Rhizome Experiment, Fall 2015

Simulation Machine

The simulation machine creates the virtuality from the reality and tries to produce realness in the virtual space. Social norms are being altered to adapt breakdowns of original social rules caused by the difference between the virtual and the real. Karl Marx, in The Fragment of Machines, pointed out that labor is fragmented and organized around the demands of machine to adapt the new form of time and space created by the machine. Similarly, intellectual labor is also fragmented around the demands of the simulation machine to adapt the new social rules and differences. These new social norms, which recognize the intersection between the real and the virtual, are breaking down people’s distinct understandings of virtuality and reality and blurring the boundary between them.
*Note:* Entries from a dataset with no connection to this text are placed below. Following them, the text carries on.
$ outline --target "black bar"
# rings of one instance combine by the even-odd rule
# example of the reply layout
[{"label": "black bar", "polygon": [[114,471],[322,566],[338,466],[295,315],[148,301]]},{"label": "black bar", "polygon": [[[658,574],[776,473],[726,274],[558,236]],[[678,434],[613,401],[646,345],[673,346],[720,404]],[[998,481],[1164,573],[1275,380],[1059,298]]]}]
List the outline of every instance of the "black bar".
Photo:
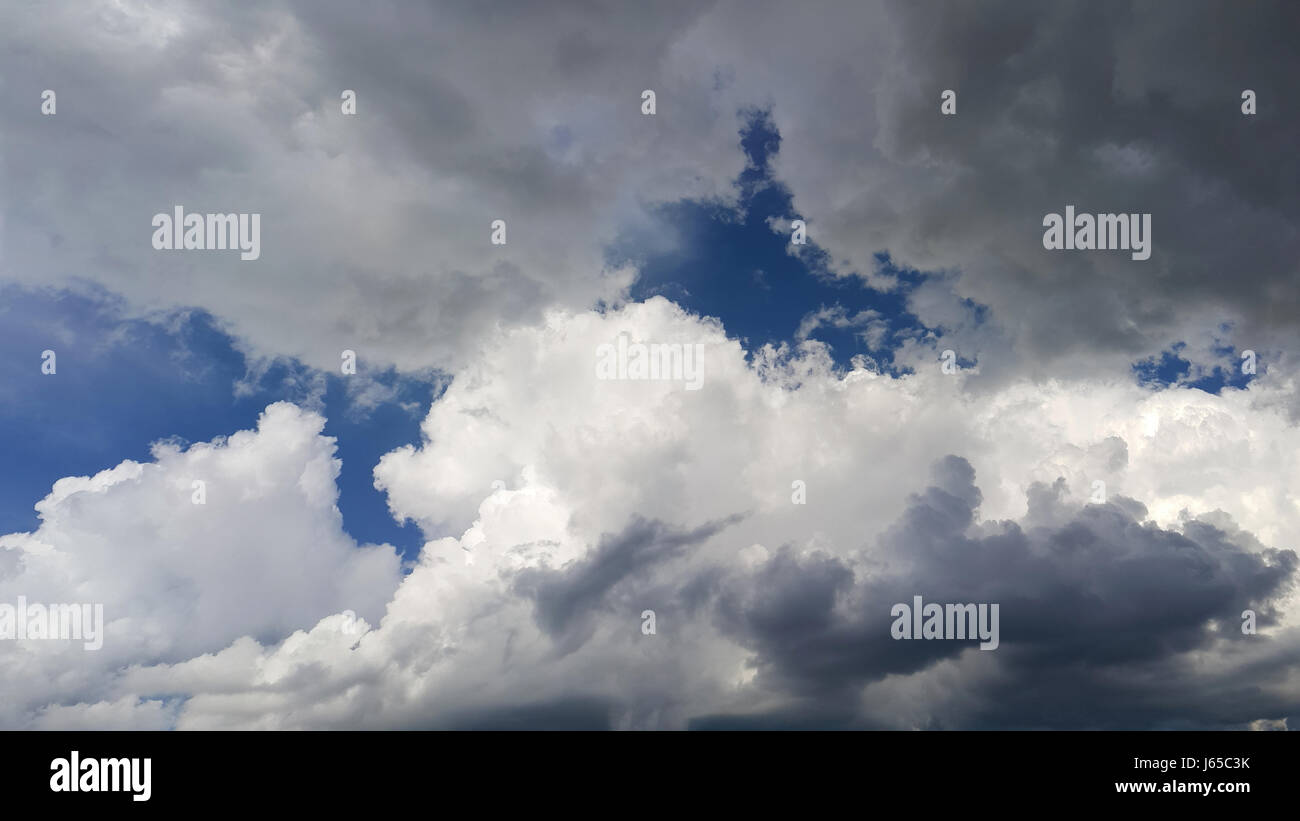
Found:
[{"label": "black bar", "polygon": [[[8,808],[128,813],[260,815],[411,802],[435,814],[565,806],[604,807],[602,814],[789,806],[807,814],[845,802],[863,813],[980,805],[1149,811],[1191,802],[1222,812],[1293,800],[1298,760],[1295,736],[1286,732],[9,732],[3,739]],[[148,800],[134,800],[128,789],[54,792],[51,762],[70,764],[74,750],[83,768],[90,758],[136,758],[142,772],[148,758]],[[1190,759],[1195,769],[1181,766]],[[1215,759],[1244,766],[1206,772],[1204,763]],[[1135,760],[1179,766],[1162,772]],[[1161,791],[1188,783],[1248,791]],[[1120,792],[1117,784],[1153,784],[1157,792]]]}]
The breakdown of the difference between virtuality and reality is developed through the following process:
  • Simulation, as a techne to represent reality in the virtual space, brings in a new system of representation for people to perceive different objects in the world, both in real and in virtual. The fragmentation of people’s perceptions eventually caused the fragmentation of people’s intellectual labor around the simulation machine and the interaction between the virtual world and the real world.
The experience people gain from being in reality and immersed in virtuality essentially fragments the identity of people through the interaction between the two worlds. The simulation machine is changing and creating new social norms in the time-space framework inside both the real world and the virtual world and making people adapt themselves to the new rules created by the intersection of the virtual and the real. In contrary, the fragments of intellectual labor also bring virtuality and reality closer together and gradually erasing the boundary between them.